Pittsburgh Post-Gazette on Milton
April 7, 2021 | Coverage and Posts
‘Milton’ is a movement biography of Pittsburgh attorney and minister Milton Raiford
By Sara Bauknecht
Artists find their muses in unexpected places. Choreographer/dancer Kaylin Horgan found hers, Homewood-bred attorney and ordained minister Milton Raiford, while teaching him to dance.
She met him nearly a decade ago during preparations for a fundraiser based on TV dance shows like “Dancing with the Stars.” Horgan was paired with Raiford and tasked with teaching him dance moves.
“He was like nobody I’d ever met before,” she said. When he walked in for his dance class, he was not in the mood, she said. But by the end, “he was very much touched by the movement and the openness of improvisational dance and sat me down and said, ‘We’ll be connected forever.’”
This week, Horgan will premiere online “Milton,” an evening-length biographical movement work based on Raiford’s life. It will be available for screening Thursday and Friday at newhazletttheater.org as part of the New Hazlett Theater’s Community Supported Art performance series. Horgan said Raiford has made her feel like part of his family.
“Throughout the years, he’s told me so many stories about his childhood and how he grew up,” she said. “He’s very transparent about the things he has had to go through from the past.” She’s heard stories about the time his mother dropped him off in New York City, leaving him to find his way to a boarding school in upstate New York. He was one of the first Black students to attend the Millbrook School for Boys.
He encountered taboos surrounding interracial relationships and the cruelty of racism. Bits of those stories inspired Horgan to create “Lion & Lamb” in 2019 as part of a residency at The Space Upstairs in Point Breeze. It’s a shorter piece about a relationship between a young Black man and a white girl.

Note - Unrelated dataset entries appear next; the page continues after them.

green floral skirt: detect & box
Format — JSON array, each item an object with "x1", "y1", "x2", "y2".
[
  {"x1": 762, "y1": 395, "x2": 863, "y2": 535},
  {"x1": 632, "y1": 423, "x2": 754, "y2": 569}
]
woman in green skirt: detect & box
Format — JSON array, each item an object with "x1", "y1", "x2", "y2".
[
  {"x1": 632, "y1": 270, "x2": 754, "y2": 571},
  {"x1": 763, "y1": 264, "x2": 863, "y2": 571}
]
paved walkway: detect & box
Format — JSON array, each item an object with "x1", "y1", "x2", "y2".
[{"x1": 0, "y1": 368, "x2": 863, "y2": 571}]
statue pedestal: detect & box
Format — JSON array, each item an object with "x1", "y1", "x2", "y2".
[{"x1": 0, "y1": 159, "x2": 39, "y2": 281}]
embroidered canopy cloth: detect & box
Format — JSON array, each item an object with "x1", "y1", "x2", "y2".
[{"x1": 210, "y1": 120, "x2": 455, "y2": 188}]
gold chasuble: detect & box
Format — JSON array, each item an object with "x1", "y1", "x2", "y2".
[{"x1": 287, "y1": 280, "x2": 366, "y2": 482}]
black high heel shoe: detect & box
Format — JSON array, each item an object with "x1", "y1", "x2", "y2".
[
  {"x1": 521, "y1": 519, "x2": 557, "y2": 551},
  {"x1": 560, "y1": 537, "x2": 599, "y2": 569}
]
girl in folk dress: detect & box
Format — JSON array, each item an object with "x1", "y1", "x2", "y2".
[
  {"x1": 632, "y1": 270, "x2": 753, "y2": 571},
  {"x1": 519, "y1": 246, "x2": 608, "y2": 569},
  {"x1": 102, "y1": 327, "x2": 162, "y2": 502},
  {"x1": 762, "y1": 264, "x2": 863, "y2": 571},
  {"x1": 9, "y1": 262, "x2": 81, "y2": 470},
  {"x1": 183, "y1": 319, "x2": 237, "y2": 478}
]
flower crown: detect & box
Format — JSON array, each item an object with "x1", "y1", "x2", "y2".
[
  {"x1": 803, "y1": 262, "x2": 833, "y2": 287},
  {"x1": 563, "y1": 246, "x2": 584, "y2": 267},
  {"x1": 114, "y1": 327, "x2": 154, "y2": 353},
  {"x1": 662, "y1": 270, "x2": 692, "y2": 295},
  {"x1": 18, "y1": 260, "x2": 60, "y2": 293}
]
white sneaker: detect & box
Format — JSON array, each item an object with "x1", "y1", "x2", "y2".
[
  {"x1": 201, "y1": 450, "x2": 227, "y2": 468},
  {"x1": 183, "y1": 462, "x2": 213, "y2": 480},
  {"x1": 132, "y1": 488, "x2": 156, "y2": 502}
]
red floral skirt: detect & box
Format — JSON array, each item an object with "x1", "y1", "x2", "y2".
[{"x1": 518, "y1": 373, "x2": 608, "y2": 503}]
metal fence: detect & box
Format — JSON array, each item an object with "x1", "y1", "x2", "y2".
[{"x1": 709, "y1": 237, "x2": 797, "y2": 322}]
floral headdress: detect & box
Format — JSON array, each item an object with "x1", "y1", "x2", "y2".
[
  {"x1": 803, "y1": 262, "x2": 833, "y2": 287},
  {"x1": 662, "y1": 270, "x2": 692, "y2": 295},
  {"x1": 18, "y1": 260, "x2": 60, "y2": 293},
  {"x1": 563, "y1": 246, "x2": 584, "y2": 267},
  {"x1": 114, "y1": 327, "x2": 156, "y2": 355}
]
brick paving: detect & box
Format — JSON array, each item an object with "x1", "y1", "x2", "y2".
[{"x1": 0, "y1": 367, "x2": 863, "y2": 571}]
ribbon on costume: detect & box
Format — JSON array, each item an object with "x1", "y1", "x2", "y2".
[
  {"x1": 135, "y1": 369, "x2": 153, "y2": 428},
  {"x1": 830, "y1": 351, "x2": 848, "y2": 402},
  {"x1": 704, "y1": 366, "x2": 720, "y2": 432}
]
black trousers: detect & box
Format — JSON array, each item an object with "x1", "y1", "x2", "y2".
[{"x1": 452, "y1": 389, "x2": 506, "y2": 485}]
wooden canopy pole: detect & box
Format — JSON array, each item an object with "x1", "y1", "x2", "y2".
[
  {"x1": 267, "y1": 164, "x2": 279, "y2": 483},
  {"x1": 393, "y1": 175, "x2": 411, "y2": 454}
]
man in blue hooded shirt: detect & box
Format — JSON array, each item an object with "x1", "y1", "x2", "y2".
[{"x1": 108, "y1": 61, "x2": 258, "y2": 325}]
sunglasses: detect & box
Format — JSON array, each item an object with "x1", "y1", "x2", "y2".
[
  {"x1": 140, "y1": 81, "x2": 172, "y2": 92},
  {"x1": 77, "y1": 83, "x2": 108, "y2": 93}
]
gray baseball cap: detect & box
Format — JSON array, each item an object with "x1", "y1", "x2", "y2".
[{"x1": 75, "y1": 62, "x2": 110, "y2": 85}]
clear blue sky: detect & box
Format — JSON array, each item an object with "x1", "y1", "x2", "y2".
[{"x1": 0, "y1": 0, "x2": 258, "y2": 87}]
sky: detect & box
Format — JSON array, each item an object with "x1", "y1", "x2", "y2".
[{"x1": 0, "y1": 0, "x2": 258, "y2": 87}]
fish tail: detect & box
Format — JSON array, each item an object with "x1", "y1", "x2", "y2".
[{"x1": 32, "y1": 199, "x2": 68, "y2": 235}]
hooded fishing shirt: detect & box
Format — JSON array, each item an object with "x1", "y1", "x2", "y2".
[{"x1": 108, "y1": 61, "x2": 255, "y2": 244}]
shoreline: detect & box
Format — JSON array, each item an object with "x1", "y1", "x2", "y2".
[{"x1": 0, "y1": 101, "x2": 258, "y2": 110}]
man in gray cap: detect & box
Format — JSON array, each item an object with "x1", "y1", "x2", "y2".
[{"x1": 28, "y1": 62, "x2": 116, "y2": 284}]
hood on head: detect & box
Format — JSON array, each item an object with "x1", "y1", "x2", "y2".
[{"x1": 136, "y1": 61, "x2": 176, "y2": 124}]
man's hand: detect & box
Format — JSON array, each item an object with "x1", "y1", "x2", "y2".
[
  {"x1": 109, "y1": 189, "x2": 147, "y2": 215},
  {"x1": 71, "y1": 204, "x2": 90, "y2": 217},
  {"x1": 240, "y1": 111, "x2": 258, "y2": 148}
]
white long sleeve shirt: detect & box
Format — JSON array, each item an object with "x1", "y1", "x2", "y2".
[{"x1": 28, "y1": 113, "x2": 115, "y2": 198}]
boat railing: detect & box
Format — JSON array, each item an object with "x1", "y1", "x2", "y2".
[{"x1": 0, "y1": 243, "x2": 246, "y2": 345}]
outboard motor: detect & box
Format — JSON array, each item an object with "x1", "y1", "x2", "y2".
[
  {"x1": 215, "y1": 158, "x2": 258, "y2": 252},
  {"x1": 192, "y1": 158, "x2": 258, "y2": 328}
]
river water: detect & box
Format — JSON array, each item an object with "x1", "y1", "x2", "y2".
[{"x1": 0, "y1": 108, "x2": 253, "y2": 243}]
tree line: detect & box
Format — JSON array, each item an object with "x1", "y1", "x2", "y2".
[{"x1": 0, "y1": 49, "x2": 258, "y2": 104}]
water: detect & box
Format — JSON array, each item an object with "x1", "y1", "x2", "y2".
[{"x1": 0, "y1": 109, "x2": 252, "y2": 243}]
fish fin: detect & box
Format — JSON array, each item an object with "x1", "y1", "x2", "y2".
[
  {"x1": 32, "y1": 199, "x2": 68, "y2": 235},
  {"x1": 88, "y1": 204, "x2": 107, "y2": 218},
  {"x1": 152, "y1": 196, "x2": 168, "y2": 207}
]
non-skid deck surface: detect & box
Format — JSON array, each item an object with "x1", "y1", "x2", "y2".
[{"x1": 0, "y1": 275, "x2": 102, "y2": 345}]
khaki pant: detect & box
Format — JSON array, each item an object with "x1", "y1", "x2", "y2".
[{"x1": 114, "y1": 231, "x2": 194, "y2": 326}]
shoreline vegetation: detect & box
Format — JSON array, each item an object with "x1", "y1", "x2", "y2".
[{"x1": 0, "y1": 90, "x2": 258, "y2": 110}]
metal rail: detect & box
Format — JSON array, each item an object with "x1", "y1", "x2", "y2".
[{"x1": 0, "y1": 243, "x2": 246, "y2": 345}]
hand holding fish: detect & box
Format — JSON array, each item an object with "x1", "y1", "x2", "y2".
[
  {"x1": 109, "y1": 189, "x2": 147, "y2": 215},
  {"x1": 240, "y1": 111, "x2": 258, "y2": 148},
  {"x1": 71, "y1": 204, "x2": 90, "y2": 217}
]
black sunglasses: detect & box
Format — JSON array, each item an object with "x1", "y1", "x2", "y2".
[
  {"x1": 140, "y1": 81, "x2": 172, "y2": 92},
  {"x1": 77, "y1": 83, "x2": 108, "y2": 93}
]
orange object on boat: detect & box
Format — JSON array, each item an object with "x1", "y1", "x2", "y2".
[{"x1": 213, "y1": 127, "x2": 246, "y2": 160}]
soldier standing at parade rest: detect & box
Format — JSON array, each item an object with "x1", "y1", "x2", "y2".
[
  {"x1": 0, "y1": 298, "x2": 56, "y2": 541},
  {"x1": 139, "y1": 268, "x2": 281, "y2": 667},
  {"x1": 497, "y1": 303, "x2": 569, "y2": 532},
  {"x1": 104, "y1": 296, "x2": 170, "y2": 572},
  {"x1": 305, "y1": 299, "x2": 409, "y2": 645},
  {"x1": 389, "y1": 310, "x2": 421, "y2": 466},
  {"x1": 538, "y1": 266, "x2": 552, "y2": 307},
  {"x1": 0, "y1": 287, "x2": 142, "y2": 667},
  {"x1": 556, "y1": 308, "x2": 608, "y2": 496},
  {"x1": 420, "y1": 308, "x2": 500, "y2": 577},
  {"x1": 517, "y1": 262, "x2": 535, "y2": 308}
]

“Once that started, it kind of just spun [from there]. I wanted to try to tell the whole story,” she said.
She’s been impacted by what led him into a career in criminal law, as well as what happens when you get caught up in it. Raiford graduated from the University of Pennsylvania and the Duquesne University School of Law, and was a successful defense attorney. But in 1994 he was disbarred for obstruction and falsifying records after having an imposter give testimony that his real client was unwilling to give — and that ultimately caused trouble for the real client, according to a Post-Gazette report.
In 2010, after prominent witnesses and the prosecutor in his case testified that he was a changed and redeemed man, he was reinstated as an attorney. His father, a hardworking pillar of the community and World War II veteran, was there to see it. He died a year later.
“His life is a testimony to so many people’s ways of being redeemed and redeeming themselves,” Horgan said. “It’s a universal lesson: You can do the worst things in the world but you should still have the opportunity to stand up and heal. Everybody should have that grace.”